La ville de Dubaï vient de faire une annonce surprenante. À partir du mois de juillet prochain, la plus grande ville des Émirats arabes unis proposera à ses visiteurs de se déplacer à bord des Ehang 184, des drones-hélicoptères autonomes capables d’embarquer un passager.

Mattar al-Tayer, le responsable de l’Agence des transports de la ville de Dubaï a annoncé que dès le mois de juillet prochain, la ville sera équipée de Ehang 184 afin de permettre à ses visiteurs de se déplacer d’un point à l’autre de la ville par la voie des airs. Ce dispositif de drones-taxis autonome est plutôt impressionnant : les passagers monteront dans les drones à une station puis pourront ensuite utiliser la tablette présente à l’intérieur du drone pour se rendre à un point prédéfini de la ville. Une fois la destination choisie, ils n’auront plus qu’à admirer le paysage et attendre d’arriver, puisque le drone sera piloté de façon autonome et connecté à Internet en 4G.
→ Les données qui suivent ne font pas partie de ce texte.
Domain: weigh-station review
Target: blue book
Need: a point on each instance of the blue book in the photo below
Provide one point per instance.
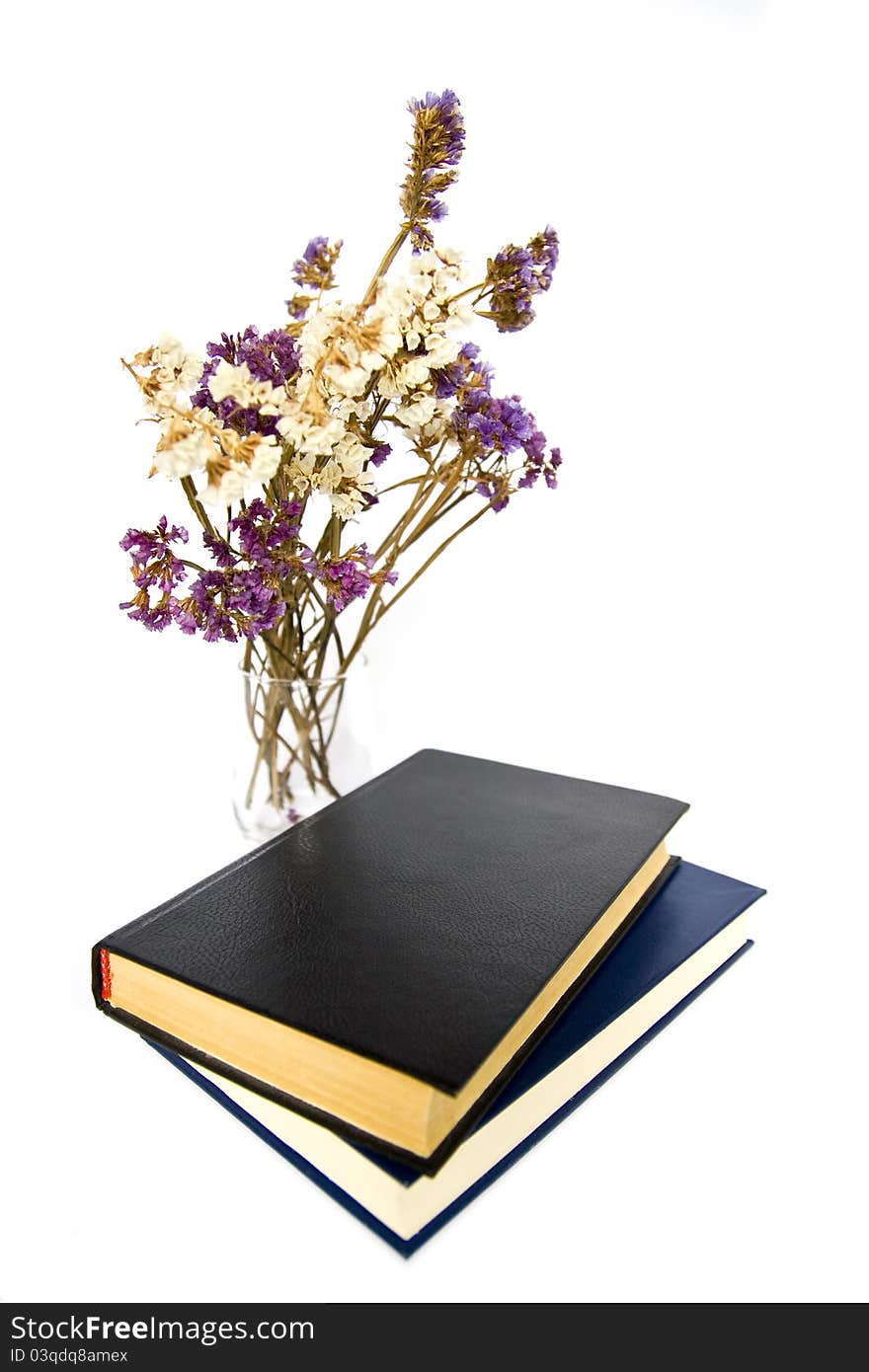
(690, 932)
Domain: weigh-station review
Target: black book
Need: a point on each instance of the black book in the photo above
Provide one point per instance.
(386, 964)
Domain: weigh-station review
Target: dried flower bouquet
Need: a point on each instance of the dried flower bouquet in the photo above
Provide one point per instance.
(284, 440)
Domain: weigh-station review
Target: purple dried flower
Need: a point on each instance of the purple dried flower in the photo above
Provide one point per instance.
(272, 357)
(157, 571)
(379, 454)
(229, 602)
(436, 147)
(351, 576)
(315, 270)
(515, 276)
(266, 533)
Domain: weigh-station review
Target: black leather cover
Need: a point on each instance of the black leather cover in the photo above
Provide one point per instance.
(414, 919)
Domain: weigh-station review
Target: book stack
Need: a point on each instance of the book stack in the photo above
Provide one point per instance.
(404, 992)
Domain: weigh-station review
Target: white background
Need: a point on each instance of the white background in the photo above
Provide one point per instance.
(686, 614)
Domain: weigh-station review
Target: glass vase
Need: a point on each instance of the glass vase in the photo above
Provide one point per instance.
(301, 745)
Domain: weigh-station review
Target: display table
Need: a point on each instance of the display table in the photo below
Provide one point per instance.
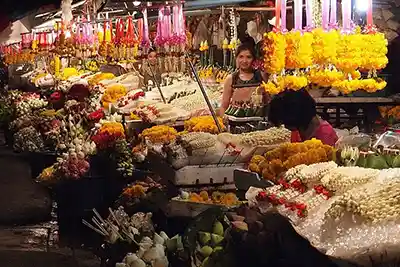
(354, 108)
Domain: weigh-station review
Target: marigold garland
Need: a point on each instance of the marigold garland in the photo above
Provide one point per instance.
(327, 58)
(112, 94)
(324, 46)
(274, 56)
(374, 50)
(286, 156)
(349, 55)
(160, 134)
(298, 50)
(295, 83)
(203, 124)
(289, 82)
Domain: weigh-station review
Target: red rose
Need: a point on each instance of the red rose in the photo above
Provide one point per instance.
(55, 97)
(78, 92)
(262, 196)
(96, 115)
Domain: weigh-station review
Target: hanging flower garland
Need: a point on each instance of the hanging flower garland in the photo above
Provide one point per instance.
(299, 50)
(274, 56)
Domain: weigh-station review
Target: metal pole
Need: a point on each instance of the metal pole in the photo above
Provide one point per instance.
(156, 82)
(203, 91)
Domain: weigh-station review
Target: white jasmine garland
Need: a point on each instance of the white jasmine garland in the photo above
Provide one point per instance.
(339, 180)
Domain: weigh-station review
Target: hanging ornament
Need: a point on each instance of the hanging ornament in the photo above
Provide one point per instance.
(283, 15)
(146, 39)
(309, 15)
(298, 15)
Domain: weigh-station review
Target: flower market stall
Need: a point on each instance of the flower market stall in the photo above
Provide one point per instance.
(150, 175)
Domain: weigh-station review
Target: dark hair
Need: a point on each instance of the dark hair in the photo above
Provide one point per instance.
(151, 50)
(246, 47)
(271, 241)
(294, 109)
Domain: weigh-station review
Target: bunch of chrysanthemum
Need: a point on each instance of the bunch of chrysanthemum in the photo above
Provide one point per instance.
(274, 87)
(347, 86)
(324, 77)
(108, 134)
(324, 46)
(274, 56)
(74, 167)
(295, 83)
(372, 85)
(299, 51)
(374, 51)
(327, 77)
(349, 52)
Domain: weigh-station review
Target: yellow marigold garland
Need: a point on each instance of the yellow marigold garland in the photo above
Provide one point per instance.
(274, 56)
(112, 94)
(295, 83)
(349, 55)
(298, 50)
(324, 46)
(112, 128)
(160, 134)
(203, 124)
(374, 51)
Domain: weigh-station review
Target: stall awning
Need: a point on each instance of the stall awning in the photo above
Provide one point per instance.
(12, 34)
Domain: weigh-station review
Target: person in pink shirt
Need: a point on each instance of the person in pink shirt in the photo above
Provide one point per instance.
(296, 111)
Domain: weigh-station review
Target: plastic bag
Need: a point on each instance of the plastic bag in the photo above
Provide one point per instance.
(388, 139)
(355, 140)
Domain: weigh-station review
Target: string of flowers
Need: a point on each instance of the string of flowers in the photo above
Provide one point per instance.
(325, 57)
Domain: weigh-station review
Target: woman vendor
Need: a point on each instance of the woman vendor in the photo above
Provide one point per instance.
(296, 110)
(240, 85)
(145, 69)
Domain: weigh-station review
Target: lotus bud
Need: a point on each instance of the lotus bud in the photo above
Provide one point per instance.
(81, 155)
(138, 263)
(78, 148)
(164, 235)
(146, 243)
(151, 255)
(140, 252)
(158, 239)
(160, 250)
(130, 258)
(62, 146)
(161, 262)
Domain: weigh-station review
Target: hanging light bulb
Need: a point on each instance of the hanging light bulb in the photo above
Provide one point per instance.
(361, 5)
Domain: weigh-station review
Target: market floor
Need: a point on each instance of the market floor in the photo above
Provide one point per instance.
(28, 236)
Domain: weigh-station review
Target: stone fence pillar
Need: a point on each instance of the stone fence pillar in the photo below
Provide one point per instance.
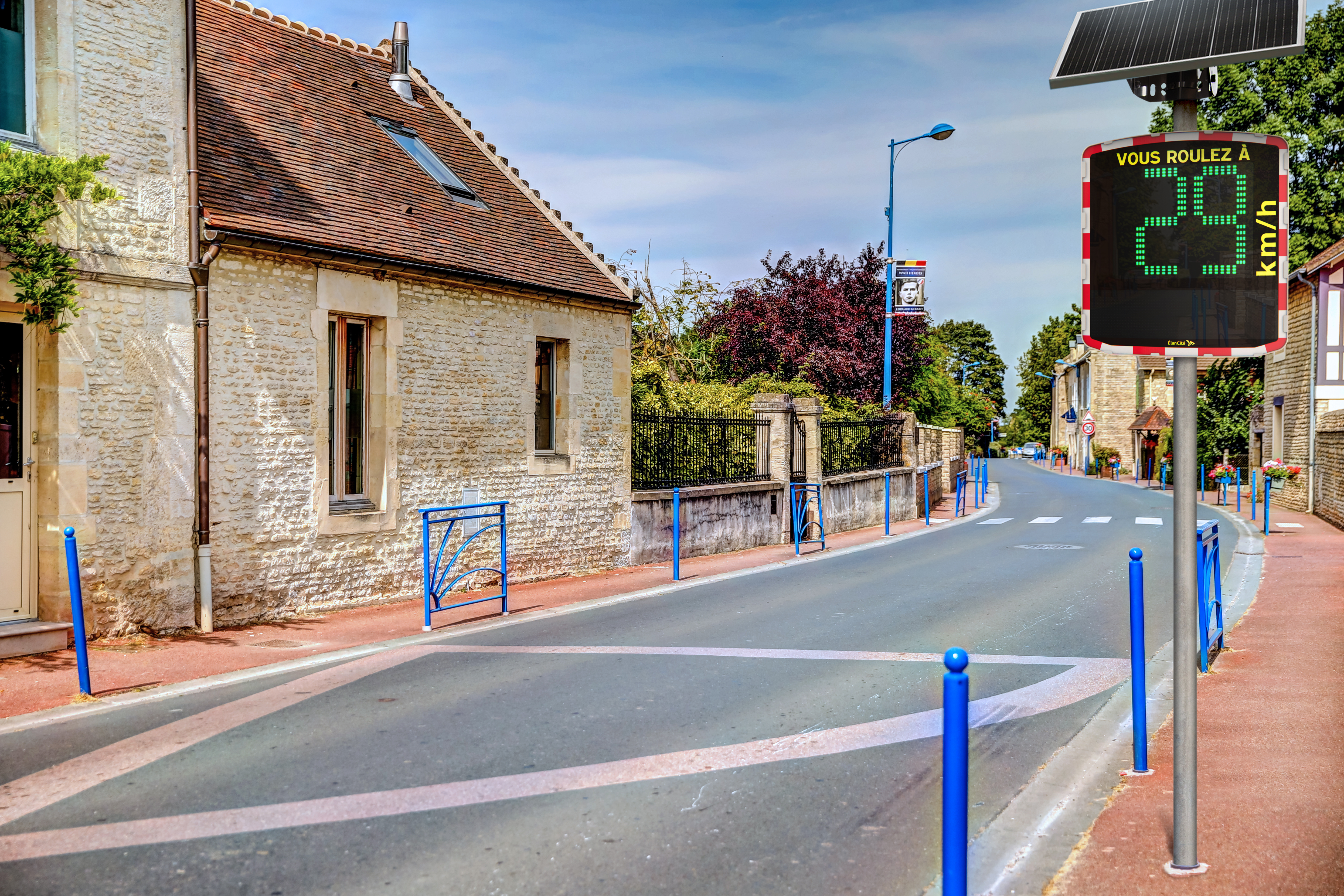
(808, 410)
(779, 410)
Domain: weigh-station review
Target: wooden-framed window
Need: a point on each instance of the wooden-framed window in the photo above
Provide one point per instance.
(17, 69)
(347, 413)
(545, 379)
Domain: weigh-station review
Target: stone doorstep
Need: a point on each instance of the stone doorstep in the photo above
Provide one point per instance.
(23, 639)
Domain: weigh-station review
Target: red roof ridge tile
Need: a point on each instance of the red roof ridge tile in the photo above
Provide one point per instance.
(456, 116)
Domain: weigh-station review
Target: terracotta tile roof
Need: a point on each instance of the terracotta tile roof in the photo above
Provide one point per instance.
(288, 151)
(1152, 420)
(1324, 258)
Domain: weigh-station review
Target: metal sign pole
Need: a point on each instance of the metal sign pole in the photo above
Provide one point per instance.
(1185, 604)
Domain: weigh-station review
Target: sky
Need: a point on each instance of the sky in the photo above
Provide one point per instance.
(720, 132)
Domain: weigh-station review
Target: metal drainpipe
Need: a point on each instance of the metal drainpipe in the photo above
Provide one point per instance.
(199, 268)
(1311, 400)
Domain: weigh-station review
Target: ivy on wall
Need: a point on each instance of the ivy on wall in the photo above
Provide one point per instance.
(34, 190)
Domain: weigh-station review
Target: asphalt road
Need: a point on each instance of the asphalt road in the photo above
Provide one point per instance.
(680, 774)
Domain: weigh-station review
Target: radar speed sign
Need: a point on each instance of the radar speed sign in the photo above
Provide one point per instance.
(1186, 245)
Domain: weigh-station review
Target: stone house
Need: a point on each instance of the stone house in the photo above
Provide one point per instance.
(1304, 382)
(1128, 396)
(374, 315)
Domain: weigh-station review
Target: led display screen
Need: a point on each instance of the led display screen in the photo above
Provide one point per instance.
(1183, 241)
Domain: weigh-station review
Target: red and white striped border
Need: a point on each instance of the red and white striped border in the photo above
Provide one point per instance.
(1283, 244)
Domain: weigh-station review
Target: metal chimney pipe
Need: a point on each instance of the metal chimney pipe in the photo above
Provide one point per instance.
(400, 81)
(401, 47)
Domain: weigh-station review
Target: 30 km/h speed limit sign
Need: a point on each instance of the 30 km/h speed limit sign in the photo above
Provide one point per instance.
(1186, 245)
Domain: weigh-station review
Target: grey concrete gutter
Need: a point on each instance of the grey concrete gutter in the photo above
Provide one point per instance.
(107, 704)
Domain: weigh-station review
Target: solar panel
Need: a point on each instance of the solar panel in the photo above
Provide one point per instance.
(1159, 37)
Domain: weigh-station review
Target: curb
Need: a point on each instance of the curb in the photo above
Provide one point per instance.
(108, 704)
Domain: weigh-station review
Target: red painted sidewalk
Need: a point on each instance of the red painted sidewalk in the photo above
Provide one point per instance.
(140, 663)
(1271, 747)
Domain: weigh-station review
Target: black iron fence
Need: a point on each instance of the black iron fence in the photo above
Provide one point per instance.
(861, 445)
(671, 451)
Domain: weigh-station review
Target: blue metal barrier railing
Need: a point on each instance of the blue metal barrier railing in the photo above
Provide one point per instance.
(1210, 581)
(803, 496)
(436, 571)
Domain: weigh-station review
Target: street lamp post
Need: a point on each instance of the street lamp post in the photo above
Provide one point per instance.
(937, 132)
(1052, 437)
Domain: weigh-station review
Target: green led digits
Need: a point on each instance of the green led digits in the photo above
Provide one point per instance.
(1240, 244)
(1195, 201)
(1161, 221)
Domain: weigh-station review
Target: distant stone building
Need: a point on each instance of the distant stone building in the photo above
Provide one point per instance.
(1306, 381)
(396, 320)
(1129, 398)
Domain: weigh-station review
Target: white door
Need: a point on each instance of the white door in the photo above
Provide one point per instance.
(17, 546)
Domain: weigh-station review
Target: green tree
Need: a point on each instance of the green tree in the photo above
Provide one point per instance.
(1228, 391)
(936, 397)
(663, 331)
(1302, 100)
(972, 342)
(1031, 417)
(34, 190)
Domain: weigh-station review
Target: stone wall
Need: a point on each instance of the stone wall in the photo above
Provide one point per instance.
(116, 432)
(716, 519)
(1330, 465)
(111, 83)
(937, 445)
(1113, 402)
(1287, 374)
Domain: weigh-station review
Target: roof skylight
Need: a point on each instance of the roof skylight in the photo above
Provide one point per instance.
(425, 158)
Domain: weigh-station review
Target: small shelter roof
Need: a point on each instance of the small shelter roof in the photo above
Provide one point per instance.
(1151, 420)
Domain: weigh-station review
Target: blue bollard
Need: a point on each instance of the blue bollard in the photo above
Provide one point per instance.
(1269, 488)
(676, 535)
(1138, 655)
(886, 504)
(927, 498)
(77, 610)
(956, 768)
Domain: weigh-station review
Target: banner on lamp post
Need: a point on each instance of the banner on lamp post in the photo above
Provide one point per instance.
(908, 285)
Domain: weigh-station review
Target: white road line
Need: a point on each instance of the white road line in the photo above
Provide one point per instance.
(1087, 677)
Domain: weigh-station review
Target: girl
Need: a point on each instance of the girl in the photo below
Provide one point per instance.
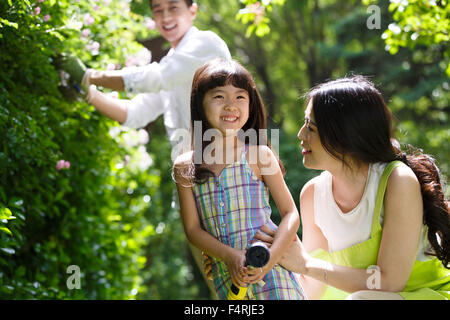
(348, 225)
(224, 198)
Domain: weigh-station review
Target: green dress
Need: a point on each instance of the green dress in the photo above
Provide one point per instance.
(429, 280)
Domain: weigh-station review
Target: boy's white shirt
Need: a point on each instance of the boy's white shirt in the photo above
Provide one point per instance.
(165, 87)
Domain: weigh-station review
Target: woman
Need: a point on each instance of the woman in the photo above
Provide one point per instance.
(347, 133)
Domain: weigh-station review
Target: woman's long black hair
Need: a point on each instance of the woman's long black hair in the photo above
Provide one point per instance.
(354, 124)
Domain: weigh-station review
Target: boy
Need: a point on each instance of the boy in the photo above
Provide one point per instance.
(161, 88)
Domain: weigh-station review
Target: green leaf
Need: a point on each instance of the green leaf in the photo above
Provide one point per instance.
(6, 230)
(5, 213)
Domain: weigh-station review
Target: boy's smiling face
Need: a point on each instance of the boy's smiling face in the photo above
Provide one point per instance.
(173, 18)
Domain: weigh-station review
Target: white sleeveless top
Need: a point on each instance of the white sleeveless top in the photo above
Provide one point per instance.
(343, 230)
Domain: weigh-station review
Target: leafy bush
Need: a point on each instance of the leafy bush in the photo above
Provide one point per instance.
(73, 190)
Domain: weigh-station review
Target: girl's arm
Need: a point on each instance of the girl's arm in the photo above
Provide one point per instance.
(399, 244)
(287, 230)
(233, 258)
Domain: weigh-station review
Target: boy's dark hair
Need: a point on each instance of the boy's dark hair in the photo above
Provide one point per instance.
(188, 3)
Objectif : 25 % des trajets en transport en commun réalisés par des véhicules autonomes

Les drones choisis pour servir de taxis autonomes sont déjà bien connus puisqu’il s’agit de Ehang 184. Selon le communiqué de presse de la ville de Dubaï, ils sont capables de transporter des personnes pesant jusqu’à 100 kg (avec un petit sac) et peuvent parcourir 30 km. Conçu par la marque chinoise Ehang, le Ehang 184 avait déjà été présenté une première fois lors du CES 2016, alors sous forme de prototype. À l’époque, l’appareil montré n’était toutefois pas fonctionnel. Il faut croire que la marque a eu le temps de l’améliorer et surtout de garantir la sécurité de ses passagers.

On n’en sait pas plus à propos de ce futur dispositif de drones-taxis autonomes. On ne sait pas encore combien de drones seront disponibles, ni leur tarif et encore moins leur location. Ils s’inscrivent en tout cas dans la politique du cheikh Mohammed bin Rashid Al Maktoum, le gouverneur de Dubaï, pour faire en sorte qu’un quart des trajets en transport public soit réalisé par des véhicules autonomes. À ce titre, Dubaï dispose déjà d’une flotte de navettes autonomes (françaises) à proximité de la tour Burj Khalifa (le plus haut gratte-ciel du monde) avec les EZ10 et s’intéresse de très près à Hyperloop. Autant dire que Dubaï va bientôt devenir le paradis des véhicules autonomes.